The purpose of WARC's global media cost comparison is to provide information in a standardised, summarised, comparable format, which will help the user determine a broad estimate of a brand's likely cost of communicating its marketing message. It should not be used to calculate the definitive price of any specific campaign; its role is merely to provide an indication.

Media expenditure, whether at the brand, product category, advertiser or media sector level, can be measured with reasonable precision in many markets. A number of monitoring companies provide this data on a regular basis to advertisers, agencies and the media. On the other hand, reliable media cost information, based on a combination of both media expenditure and audience delivery data, is far harder to come by. What an advertiser ideally wants to know is the likely cost of buying a typical media schedule for a brand(s). The problem is of course that what represents a 'typical schedule' for one brand or advertiser will be very different to that for another. For example, TV costs can vary due to a large number of factors: channel mix, daypart mix, flighting, seasonality etc as well as the negotiating power of the agency or advertiser.
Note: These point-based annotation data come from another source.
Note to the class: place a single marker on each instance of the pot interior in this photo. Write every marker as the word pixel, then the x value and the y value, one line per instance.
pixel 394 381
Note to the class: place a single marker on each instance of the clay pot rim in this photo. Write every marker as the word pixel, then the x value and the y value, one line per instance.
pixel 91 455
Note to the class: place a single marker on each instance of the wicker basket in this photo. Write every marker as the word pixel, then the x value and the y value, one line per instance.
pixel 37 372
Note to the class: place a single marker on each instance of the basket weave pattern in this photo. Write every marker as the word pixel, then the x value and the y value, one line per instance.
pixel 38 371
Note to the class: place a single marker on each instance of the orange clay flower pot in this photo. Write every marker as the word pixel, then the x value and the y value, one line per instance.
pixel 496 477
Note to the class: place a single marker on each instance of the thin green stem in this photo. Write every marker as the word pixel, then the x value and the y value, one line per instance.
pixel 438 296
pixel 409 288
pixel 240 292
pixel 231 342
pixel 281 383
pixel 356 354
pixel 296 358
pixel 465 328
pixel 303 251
So the cost of one advertiser's typical schedule can be very different from another's. And, of course, the nature of a typical schedule will vary from market to market.

One factor that has been taken out of the mix is commercial length. Almost all TV cost data here are based on a 30-second commercial length, and other standardized formats have been used for other media.

Television 30 seconds
Newspapers A4, black and white
Magazines Page Colour
Radio 30 seconds
Out of home Various
Cinema 30 seconds
Internet Banner 468x60

There will also be differences between countries in the precise definition of the target audience – and this will depend primarily on the way in which these groups are defined in the local media research surveys. For example, in some cases, the 'adult' definition refers to all individuals aged over 18, in others this might be 15, 12 or even 10. For the other global media cost comparison audiences there will also be country-by-country variations – and in the case of professionals, where the data exist, each country has its own distinctive definition.

Survey methodology & definitions

The global media cost data have been provided by the global media agency group, OMD. Data are collated from an annual survey.

Media covered: TV, newspapers, magazines, radio, out of home, cinema and internet.

It should be noted that coverage varies according to market.

Data for out of home have only been included since 2008. Unlike other media, there is an absence of standardisation in outdoor panel sizes which makes any comparison between countries potentially misleading. Therefore, care must be taken when making comparisons.

Internet data have been included since 2006, but coverage is limited.

Target audiences: adults, men, women, main shoppers, kids, young adults, upmarket adults and professionals.

It should be noted that coverage varies according to market.

The costs shown are after the deduction of negotiated discounts, but before the deduction of agency commission. The cost per hundred GRP (Gross Rating Point) figures have been calculated by multiplying the cost per thousand figures by the relevant universe (population). The conversions from local currency to US$ have been carried out using annual average exchange rates for the year.